Comparing the Masses of Saturn and Earth
First, we need to analyze the orbital characteristics of the Moon and Titan. We can use Kepler's Third Law of planetary motion, which states that the square of the orbital period (T) of a planet is directly proportional to the cube of the semi-major axis (R) of its orbit around a central body. This can be expressed mathematically as:
T² ∝ R³
For the Moon orbiting Earth:
- Orbital period (T₁) = 27 days = 27 × 24 × 60 × 60 seconds = 2,332,800 seconds
- Radius (R₁) = R
For Titan orbiting Saturn:
- Orbital period (T₂) = 16 days = 16 × 24 × 60 × 60 seconds = 1,382,400 seconds
- Radius (R₂) = 3.2R
Applying Kepler's Third Law for both moons, we have:
For the Moon:
T₁² = k * R₁³
For Titan:
T₂² = k * R₂³
Dividing the two equations gives:
(T₁² / T₂²) = (R₁³ / R₂³)
Substituting the values:
(2,332,800² / 1,382,400²) = (R³ / (3.2R)³)
This simplifies to:
(2,332,800² / 1,382,400²) = (1 / 32)
Calculating the left side:
(2,332,800 / 1,382,400)² = (1.687)² ≈ 2.84
Setting the two sides equal gives:
2.84 = 1/32 * (M₁/M₂)
Where M₁ is the mass of Saturn and M₂ is the mass of Earth. Rearranging gives:
M₁/M₂ = 2.84 * 32 ≈ 90.88
This means Saturn is approximately 90.88 times more massive than Earth.

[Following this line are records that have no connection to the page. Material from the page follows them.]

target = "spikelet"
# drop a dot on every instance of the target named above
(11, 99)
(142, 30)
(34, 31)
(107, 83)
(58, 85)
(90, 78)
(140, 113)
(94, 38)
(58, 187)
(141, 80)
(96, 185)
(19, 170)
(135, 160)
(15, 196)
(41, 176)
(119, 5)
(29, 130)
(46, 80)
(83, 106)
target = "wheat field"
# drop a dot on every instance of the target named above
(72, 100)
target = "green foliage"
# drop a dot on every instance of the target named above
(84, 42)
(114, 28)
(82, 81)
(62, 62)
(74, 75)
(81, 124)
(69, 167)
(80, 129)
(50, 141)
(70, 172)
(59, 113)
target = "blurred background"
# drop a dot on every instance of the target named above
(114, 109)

Acceleration Due to Gravity at the Poles
Now, let’s find out how the acceleration due to gravity varies at the poles of Earth. The formula for gravitational acceleration (g) at the surface of a spherical body is given by:
g = G * M / r²
Where:
- G is the gravitational constant (approximately 6.674 × 10⁻¹¹ N(m/kg)²)

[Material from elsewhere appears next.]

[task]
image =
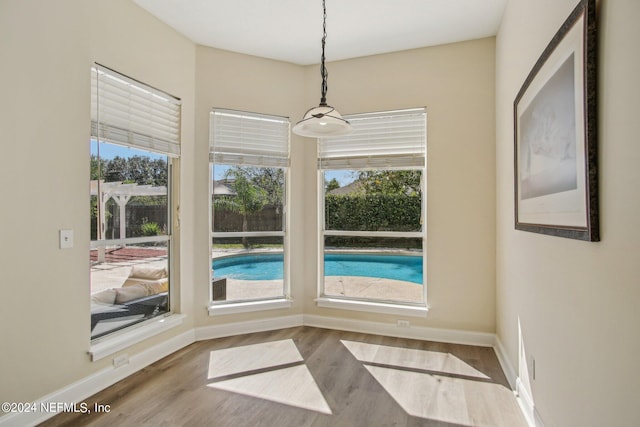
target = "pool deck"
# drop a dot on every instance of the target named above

- M is the mass of the Earth (approximately 5.972 × 10²⁴ kg)
- r is the radius of the Earth (approximately 6400 km or 6.4 × 10⁶ m)
Substituting the values into the formula gives:
g = (6.674 × 10⁻¹¹) * (5.972 × 10²⁴) / (6.4 × 10⁶)²
Calculating this yields:
g ≈ 9.81 m/s²
However, due to the Earth's rotation, there is a slight reduction in gravitational acceleration at the equator compared to the poles. The centrifugal force caused by rotation is greatest at the equator and zero at the poles. The formula for the effective gravitational acceleration (g') at the equator is:
g' = g - ω² * r
Where:
- ω is the angular velocity of the Earth (2π radians / 24 hours = 7.27 × 10⁻⁵ rad/s)
- r is the radius of the Earth (6.4 × 10⁶ m)
Calculating the centrifugal effect:
ω² * r ≈ (7.27 × 10⁻⁵)² * (6.4 × 10⁶) ≈ 0.034 m/s²
Thus, the effective gravitational acceleration at the equator is:
g' ≈ 9.81 - 0.034 ≈ 9.776 m/s²
At the poles, there is no centrifugal force acting against gravity, so:
g' at poles ≈ 9.81 m/s²
In summary, the acceleration due to gravity is slightly higher at the poles than at the equator due to the Earth's rotation. The difference is about 0.034 m/s², making gravity at the poles approximately 9.81 m/s², while at the equator, it is about 9.776 m/s².